The news reports are trickling in tonight regarding today’s prepared statement from Adobe, served with a heaping helping of humble pie, announcing that it will remove the “Send to FedEx Kinko” button and menu option from the 8.1.1 update of Acrobat Reader, planned for an October 2007 release.

The printing industry is tonight dancing on its presses, tossing its righteous indignation into the recycle bin, and praising Adobe for its responsible response.
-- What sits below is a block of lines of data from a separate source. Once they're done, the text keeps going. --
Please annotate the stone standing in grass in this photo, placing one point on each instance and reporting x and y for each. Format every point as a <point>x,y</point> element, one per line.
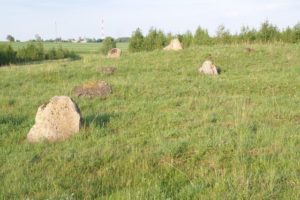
<point>56,120</point>
<point>114,53</point>
<point>93,89</point>
<point>208,68</point>
<point>174,45</point>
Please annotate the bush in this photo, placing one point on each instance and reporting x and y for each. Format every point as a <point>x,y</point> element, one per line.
<point>201,37</point>
<point>154,40</point>
<point>108,44</point>
<point>268,32</point>
<point>7,55</point>
<point>32,52</point>
<point>136,42</point>
<point>186,39</point>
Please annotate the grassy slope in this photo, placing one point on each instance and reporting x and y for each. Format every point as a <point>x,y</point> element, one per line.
<point>166,132</point>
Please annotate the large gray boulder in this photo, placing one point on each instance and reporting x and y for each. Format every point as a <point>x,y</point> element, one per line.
<point>56,120</point>
<point>208,68</point>
<point>174,45</point>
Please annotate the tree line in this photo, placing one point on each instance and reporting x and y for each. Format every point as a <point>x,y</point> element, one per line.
<point>267,33</point>
<point>32,52</point>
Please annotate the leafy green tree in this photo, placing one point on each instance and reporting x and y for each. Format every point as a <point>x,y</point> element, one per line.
<point>108,44</point>
<point>136,41</point>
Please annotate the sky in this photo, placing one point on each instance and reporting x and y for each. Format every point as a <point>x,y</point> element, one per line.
<point>82,18</point>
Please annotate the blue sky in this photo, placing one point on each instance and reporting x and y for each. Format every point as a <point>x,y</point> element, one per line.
<point>82,18</point>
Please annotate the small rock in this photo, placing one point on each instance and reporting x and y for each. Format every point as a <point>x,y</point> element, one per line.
<point>114,53</point>
<point>174,45</point>
<point>56,120</point>
<point>208,68</point>
<point>93,89</point>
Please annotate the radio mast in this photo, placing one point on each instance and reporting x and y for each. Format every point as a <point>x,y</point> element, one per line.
<point>102,29</point>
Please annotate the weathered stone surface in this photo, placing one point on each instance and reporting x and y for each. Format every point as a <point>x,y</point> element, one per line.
<point>208,68</point>
<point>114,53</point>
<point>174,45</point>
<point>107,70</point>
<point>56,120</point>
<point>93,89</point>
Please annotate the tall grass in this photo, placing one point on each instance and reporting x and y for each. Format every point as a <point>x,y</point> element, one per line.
<point>166,132</point>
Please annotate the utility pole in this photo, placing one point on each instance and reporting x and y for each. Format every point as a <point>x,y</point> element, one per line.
<point>102,29</point>
<point>55,30</point>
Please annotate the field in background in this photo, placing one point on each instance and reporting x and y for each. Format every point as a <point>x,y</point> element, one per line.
<point>80,48</point>
<point>166,132</point>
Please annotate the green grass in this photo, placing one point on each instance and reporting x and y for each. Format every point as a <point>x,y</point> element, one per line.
<point>82,48</point>
<point>166,132</point>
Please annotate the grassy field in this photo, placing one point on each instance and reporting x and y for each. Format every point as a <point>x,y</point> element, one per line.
<point>81,48</point>
<point>166,132</point>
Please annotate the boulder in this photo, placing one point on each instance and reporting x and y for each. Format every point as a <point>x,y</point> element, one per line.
<point>56,120</point>
<point>174,45</point>
<point>114,53</point>
<point>208,68</point>
<point>93,89</point>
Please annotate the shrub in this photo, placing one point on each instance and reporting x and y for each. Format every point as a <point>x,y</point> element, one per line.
<point>268,32</point>
<point>186,39</point>
<point>107,44</point>
<point>201,37</point>
<point>32,52</point>
<point>154,40</point>
<point>136,42</point>
<point>7,55</point>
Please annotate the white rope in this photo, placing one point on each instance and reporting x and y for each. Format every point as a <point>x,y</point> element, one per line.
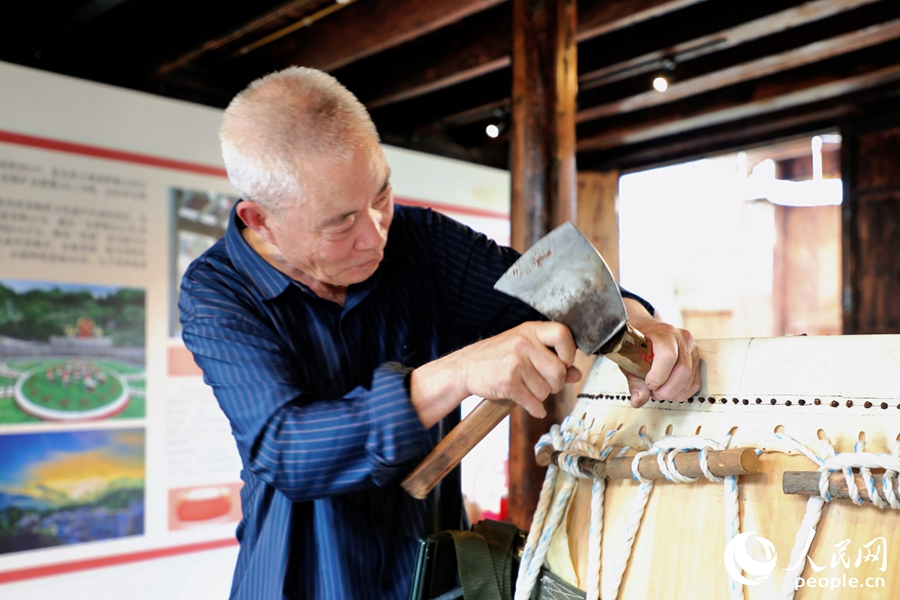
<point>807,530</point>
<point>887,480</point>
<point>540,514</point>
<point>865,462</point>
<point>598,491</point>
<point>611,587</point>
<point>543,526</point>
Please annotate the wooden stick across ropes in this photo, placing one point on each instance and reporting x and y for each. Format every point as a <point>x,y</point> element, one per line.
<point>807,484</point>
<point>735,461</point>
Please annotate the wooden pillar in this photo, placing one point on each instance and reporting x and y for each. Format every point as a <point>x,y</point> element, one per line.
<point>543,187</point>
<point>871,223</point>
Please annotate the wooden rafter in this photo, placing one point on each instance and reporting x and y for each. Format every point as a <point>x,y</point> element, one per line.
<point>366,28</point>
<point>789,18</point>
<point>790,90</point>
<point>755,69</point>
<point>254,26</point>
<point>597,18</point>
<point>482,45</point>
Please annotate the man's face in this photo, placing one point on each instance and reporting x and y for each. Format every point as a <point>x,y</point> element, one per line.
<point>337,234</point>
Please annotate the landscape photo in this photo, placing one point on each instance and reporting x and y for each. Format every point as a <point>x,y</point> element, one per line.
<point>71,352</point>
<point>70,487</point>
<point>199,219</point>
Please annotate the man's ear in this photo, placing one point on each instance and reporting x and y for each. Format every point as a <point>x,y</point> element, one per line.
<point>256,217</point>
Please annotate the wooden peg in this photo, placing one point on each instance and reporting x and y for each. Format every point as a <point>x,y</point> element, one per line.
<point>807,483</point>
<point>722,463</point>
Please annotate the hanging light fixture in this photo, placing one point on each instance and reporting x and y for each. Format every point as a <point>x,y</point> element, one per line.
<point>664,76</point>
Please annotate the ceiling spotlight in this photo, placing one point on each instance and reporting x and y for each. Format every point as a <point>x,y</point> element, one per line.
<point>664,77</point>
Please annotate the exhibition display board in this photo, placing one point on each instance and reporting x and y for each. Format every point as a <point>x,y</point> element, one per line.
<point>112,448</point>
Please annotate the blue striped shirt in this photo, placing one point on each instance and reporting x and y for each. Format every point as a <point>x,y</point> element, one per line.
<point>318,402</point>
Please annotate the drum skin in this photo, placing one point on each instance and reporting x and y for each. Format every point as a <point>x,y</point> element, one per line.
<point>843,388</point>
<point>680,547</point>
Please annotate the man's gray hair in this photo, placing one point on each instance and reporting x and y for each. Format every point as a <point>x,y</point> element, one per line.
<point>283,120</point>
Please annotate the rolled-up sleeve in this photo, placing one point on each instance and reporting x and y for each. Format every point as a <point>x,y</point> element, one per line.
<point>305,447</point>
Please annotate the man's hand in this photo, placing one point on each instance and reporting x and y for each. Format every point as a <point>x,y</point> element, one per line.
<point>525,365</point>
<point>675,374</point>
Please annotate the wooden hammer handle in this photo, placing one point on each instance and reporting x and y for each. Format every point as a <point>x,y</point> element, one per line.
<point>634,354</point>
<point>455,445</point>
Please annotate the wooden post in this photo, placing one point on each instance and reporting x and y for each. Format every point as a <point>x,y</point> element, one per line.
<point>871,218</point>
<point>598,214</point>
<point>543,187</point>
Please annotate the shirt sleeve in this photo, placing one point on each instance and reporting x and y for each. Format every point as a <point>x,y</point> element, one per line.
<point>306,448</point>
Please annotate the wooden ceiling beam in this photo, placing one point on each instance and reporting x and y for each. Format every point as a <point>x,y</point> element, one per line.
<point>259,24</point>
<point>364,29</point>
<point>600,17</point>
<point>754,69</point>
<point>467,49</point>
<point>481,44</point>
<point>790,89</point>
<point>767,25</point>
<point>722,138</point>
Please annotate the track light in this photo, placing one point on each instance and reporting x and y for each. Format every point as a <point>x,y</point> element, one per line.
<point>664,76</point>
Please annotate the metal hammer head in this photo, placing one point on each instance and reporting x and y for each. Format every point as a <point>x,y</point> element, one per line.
<point>565,278</point>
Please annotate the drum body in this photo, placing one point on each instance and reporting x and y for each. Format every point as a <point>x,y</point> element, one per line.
<point>767,394</point>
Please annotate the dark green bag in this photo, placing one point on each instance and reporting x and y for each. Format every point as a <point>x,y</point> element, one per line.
<point>481,564</point>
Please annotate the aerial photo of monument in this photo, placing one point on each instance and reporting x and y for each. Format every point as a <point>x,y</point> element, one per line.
<point>71,352</point>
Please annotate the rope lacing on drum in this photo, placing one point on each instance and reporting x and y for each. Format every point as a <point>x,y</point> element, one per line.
<point>573,439</point>
<point>544,524</point>
<point>833,463</point>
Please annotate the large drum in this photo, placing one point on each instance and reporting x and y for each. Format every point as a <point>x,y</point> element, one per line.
<point>825,407</point>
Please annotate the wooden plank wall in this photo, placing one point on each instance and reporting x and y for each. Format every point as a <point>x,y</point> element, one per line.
<point>871,217</point>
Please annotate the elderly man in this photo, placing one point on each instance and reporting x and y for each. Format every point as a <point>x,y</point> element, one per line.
<point>340,334</point>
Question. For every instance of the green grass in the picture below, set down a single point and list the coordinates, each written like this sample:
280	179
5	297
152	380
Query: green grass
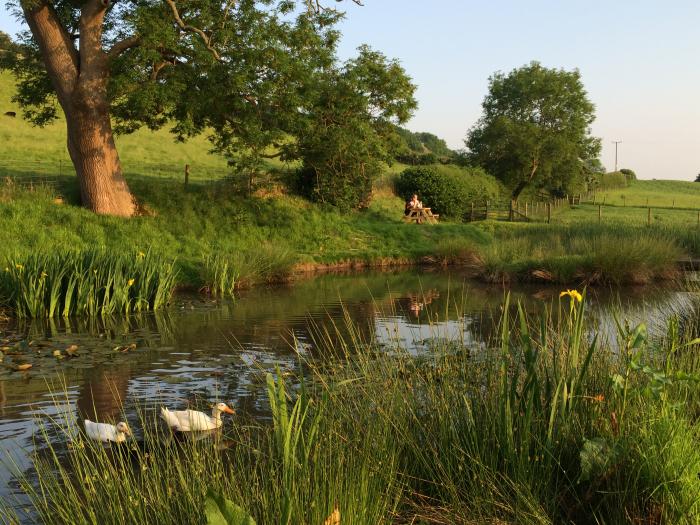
31	151
544	425
654	193
262	239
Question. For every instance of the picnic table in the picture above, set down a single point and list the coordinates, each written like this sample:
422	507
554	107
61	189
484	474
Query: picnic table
421	215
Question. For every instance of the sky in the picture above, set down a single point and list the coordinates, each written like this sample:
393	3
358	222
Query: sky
639	61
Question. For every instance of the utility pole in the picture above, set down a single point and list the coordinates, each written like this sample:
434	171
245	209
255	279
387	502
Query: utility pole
616	142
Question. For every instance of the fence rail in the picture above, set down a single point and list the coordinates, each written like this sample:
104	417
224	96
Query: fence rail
519	211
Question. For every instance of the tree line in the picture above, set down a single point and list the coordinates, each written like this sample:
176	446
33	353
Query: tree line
264	80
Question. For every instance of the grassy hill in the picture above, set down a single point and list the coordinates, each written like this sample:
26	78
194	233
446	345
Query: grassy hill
655	193
29	150
277	230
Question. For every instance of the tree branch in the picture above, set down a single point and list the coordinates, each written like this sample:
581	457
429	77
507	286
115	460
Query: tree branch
57	49
316	7
191	29
119	47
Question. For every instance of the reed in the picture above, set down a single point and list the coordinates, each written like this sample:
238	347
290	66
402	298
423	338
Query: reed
219	276
546	424
92	283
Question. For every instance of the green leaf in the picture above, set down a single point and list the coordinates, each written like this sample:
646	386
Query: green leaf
596	454
222	511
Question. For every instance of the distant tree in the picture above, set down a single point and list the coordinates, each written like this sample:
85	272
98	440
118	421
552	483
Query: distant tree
629	174
5	42
535	129
237	67
349	129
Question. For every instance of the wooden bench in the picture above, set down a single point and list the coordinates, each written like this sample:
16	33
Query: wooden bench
421	215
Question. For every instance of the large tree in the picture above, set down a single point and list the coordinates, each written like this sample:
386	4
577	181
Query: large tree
196	63
535	129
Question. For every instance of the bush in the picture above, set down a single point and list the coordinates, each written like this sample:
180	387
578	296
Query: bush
609	181
629	175
448	190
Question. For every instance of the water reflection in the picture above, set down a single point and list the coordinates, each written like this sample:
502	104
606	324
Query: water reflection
202	351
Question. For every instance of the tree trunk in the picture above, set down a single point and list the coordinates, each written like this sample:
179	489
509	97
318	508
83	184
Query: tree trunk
103	188
523	183
80	79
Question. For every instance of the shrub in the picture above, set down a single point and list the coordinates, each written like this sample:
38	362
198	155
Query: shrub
612	180
629	174
448	190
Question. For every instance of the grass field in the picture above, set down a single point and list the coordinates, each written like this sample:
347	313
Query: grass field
28	150
207	227
654	193
541	425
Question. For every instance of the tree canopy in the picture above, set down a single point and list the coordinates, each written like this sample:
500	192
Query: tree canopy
535	129
248	70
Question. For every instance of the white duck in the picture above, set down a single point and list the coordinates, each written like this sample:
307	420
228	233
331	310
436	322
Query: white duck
191	420
106	432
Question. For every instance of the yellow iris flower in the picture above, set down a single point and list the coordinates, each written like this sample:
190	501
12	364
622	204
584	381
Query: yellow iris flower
573	294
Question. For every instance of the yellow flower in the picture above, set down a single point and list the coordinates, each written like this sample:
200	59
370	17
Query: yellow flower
573	294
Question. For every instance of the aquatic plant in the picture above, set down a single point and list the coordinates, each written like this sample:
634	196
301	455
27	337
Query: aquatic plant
91	282
218	275
546	424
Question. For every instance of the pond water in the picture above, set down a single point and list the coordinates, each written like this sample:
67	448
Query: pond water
200	351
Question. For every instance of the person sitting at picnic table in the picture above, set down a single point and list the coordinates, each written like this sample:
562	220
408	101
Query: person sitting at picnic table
413	204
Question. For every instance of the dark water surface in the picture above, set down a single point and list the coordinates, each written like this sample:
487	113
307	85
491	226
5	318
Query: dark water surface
200	351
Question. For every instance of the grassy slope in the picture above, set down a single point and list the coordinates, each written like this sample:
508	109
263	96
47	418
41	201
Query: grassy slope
27	149
660	193
189	223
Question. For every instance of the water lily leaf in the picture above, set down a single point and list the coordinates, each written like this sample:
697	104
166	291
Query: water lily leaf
173	380
222	511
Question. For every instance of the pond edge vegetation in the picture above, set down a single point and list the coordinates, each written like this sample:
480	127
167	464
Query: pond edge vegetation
544	424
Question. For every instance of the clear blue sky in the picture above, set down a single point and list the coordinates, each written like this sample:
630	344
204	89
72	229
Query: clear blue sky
640	63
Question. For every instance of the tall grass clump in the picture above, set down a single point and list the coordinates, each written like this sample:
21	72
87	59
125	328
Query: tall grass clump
93	283
545	424
587	254
218	275
267	264
297	469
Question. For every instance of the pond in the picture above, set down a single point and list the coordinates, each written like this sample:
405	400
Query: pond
200	350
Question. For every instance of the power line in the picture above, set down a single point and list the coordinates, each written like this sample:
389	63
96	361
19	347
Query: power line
616	142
Joe Truncale, who runs the respected printing trade group the National Association for Printing Leadership (NAPL) is quoted as saying “We’re pleased that Adobe was responsive”. Clearly this was a mistake, and Adobe admitted that. I haven’t seen Adobe’s statement, but more likely the phrase should be “and Adobe implicitly admitted that…”

Michael Makin, who runs the larger printing trade organization PIA/GATF noted in a press release that “We recognize that the company must have had to move mountains to retreat on its position, and we commend Adobe for its swift action;” they have clearly restored confidence in our long-lasting partnership.”

For a provocative and amusing counterpoint to how printing companies were handling this “outrage,” check out my friend and colleague Gene Gable’s column on creativepro.com.

The summer storm has passed. The only recorded injuries were to pride (and, I imagine, corporate relations between Adobe and FedEx).